Clayton Kershaw, better bunter than Jesus Guzman.
The Dodgers have had a magnificent start to their season, with the number three figuring prominently on Sunday. Matt Kemp had three hits and homered for his third straight day, Clayton Kershaw had three walks and three strikeouts in his third start of the season, and the Dodgers got three surprising outs on a sacrifice attempt by San Diego.
The result was a 5-4 win and a third three-game winning streak for the Dodgers, with the last two three-game winning streaks just happening to come back-to-back.
The Dodgers were in trouble in the top of the ninth, with two Padres on base with nobody out in a tie game. What happened next was one of the most bizarre plays you will ever see. Jesus Guzman tried to bunt, but the pitch from Javy Guerra sailed up and in and Guzman tried to get out of the way.
The ball hit Guzman's bat, and the rest is history. The Dodgers turned their first triple play since June 13, 1998.

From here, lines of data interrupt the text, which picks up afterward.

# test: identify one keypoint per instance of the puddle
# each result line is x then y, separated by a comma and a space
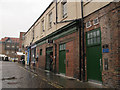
8, 78
12, 83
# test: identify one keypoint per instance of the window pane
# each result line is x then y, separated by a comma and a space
91, 35
88, 41
94, 33
64, 46
88, 35
98, 33
91, 41
94, 40
98, 39
60, 47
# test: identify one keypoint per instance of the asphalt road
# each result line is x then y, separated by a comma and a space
15, 76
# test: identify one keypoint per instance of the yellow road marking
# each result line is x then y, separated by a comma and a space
52, 84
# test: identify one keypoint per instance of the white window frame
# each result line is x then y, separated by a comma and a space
7, 52
88, 23
13, 46
50, 19
94, 21
43, 28
8, 46
64, 8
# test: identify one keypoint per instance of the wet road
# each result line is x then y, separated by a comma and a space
15, 76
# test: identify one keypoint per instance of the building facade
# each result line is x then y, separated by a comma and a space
10, 47
82, 39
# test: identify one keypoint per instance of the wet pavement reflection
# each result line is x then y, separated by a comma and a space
15, 75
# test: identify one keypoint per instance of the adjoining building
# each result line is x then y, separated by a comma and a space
9, 47
82, 39
21, 51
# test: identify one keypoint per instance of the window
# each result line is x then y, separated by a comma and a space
62, 47
93, 37
8, 46
9, 41
33, 34
64, 8
50, 20
23, 38
105, 63
40, 52
88, 24
7, 52
95, 21
43, 26
13, 46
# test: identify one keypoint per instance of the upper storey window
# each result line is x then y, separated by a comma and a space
64, 8
43, 29
50, 20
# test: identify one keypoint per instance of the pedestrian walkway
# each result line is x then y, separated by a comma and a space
62, 81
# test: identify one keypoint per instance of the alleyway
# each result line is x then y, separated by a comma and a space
15, 75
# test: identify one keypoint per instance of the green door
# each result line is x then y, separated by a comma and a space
94, 55
62, 59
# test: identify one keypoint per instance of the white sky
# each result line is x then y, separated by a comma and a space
18, 15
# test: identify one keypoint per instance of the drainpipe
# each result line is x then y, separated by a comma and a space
83, 44
56, 13
80, 57
55, 43
55, 57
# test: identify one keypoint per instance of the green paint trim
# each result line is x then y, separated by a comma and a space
88, 46
65, 33
71, 25
41, 43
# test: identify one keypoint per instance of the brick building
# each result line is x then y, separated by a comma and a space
9, 47
21, 45
87, 49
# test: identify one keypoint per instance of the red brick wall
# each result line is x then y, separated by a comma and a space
109, 18
72, 54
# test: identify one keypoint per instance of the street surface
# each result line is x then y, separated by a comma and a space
15, 75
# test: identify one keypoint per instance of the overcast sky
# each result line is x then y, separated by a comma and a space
18, 15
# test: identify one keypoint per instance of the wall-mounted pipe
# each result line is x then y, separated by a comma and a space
83, 44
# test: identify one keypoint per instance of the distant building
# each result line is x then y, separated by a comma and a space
9, 46
21, 45
80, 40
21, 39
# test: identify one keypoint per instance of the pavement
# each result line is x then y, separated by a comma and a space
15, 75
61, 81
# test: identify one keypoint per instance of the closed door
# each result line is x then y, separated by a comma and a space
94, 55
62, 59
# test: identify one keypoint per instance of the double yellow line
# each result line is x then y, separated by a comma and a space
50, 83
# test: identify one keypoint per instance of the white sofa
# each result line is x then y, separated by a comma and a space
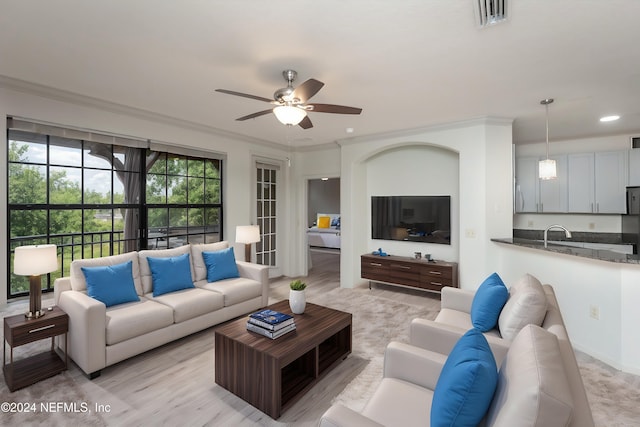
532, 389
454, 319
100, 336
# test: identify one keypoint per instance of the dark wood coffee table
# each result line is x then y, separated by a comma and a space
273, 374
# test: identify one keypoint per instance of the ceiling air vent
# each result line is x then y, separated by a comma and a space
491, 12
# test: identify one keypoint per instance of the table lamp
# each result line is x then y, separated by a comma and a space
34, 261
247, 234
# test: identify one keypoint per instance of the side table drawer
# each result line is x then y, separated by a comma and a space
46, 328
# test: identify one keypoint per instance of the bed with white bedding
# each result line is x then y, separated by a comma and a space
326, 231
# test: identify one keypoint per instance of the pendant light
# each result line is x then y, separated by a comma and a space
547, 167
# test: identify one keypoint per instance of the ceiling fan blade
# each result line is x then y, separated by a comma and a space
307, 89
254, 115
245, 95
306, 123
330, 108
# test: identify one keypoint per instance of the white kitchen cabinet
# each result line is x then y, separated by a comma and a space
634, 167
597, 182
526, 194
553, 192
536, 195
611, 182
581, 182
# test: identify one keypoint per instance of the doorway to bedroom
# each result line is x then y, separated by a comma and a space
323, 224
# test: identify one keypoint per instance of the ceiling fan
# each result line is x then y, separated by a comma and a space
291, 105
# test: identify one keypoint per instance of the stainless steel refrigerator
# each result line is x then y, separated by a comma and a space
631, 220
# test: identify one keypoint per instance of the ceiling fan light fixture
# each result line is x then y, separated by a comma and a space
289, 115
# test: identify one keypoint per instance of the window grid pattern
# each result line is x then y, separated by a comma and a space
88, 199
266, 251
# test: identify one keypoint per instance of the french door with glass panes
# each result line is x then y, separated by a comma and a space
266, 215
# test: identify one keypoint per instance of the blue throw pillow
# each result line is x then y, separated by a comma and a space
487, 303
111, 284
170, 274
466, 384
220, 265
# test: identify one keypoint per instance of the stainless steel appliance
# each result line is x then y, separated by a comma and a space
631, 221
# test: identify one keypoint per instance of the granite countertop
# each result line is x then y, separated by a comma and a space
599, 254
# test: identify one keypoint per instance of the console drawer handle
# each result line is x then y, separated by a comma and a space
41, 329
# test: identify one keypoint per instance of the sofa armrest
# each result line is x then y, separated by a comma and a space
87, 330
456, 299
60, 285
413, 364
257, 272
441, 338
339, 415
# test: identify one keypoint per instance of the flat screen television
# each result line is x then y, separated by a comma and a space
411, 218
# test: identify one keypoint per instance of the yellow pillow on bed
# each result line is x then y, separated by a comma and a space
324, 221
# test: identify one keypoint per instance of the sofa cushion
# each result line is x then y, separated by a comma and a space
466, 383
111, 284
189, 303
78, 280
533, 389
170, 274
527, 304
488, 302
126, 321
199, 267
410, 403
220, 265
146, 278
234, 290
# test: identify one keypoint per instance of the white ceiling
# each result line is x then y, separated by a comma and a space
407, 64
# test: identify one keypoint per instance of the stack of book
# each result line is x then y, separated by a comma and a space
272, 324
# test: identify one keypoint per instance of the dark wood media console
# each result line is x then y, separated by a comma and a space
411, 272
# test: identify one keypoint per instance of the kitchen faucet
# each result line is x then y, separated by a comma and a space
567, 233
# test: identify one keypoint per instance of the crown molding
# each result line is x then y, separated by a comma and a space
88, 101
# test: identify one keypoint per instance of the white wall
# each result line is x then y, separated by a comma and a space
64, 110
581, 283
485, 192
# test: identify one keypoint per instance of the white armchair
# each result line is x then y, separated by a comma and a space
532, 388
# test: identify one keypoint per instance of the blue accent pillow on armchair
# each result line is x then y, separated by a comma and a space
170, 274
466, 383
488, 302
220, 265
111, 284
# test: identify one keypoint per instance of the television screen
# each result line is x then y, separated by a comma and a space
411, 218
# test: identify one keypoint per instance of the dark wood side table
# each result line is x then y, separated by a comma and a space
18, 330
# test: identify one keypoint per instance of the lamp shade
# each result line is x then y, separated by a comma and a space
288, 115
247, 234
35, 260
547, 169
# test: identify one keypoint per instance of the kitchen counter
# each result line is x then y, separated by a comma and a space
599, 254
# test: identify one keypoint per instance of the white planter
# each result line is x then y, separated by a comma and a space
297, 301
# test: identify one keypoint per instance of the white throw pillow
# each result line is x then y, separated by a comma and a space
533, 389
527, 304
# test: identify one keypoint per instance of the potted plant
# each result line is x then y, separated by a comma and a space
297, 298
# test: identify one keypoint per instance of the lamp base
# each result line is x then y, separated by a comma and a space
35, 293
34, 315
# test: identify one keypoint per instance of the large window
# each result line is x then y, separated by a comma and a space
94, 199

"Javy was trying to pop him up there, up and in, and breaks his bat and the ball just kind of rolls out in front. At that point everyone just assumed the ball was foul but it's laying there in fair territory," manager Don Mattingly said. "A.J. [Ellis] really, heads up on that play. Good for us."
There were three key questions, two of which were answered by home plate umpire and crew chief Dale Scott:
1) Did the ball hit Guzman?
"We didn't have the ball hitting the batter. We talked on the field, my 3 partners and I, and we never had the ball hitting the batter," said Scott, who spoke with pool reporter Tony Jackson of ESPN LA.
2) Was the ball fair or foul?
"I didn't see where the ball was. I saw it trickle in front of the plate. Without having seen it hit, I have to assume that's a fair ball," Scott said.
3) Did Scott call foul ball?
In the video that is certainly what it looks like as Scott threw his hands up, though unfortunately this was not addressed after the game by Scott, though it seemed clear that Scott at least did not audibly call foul.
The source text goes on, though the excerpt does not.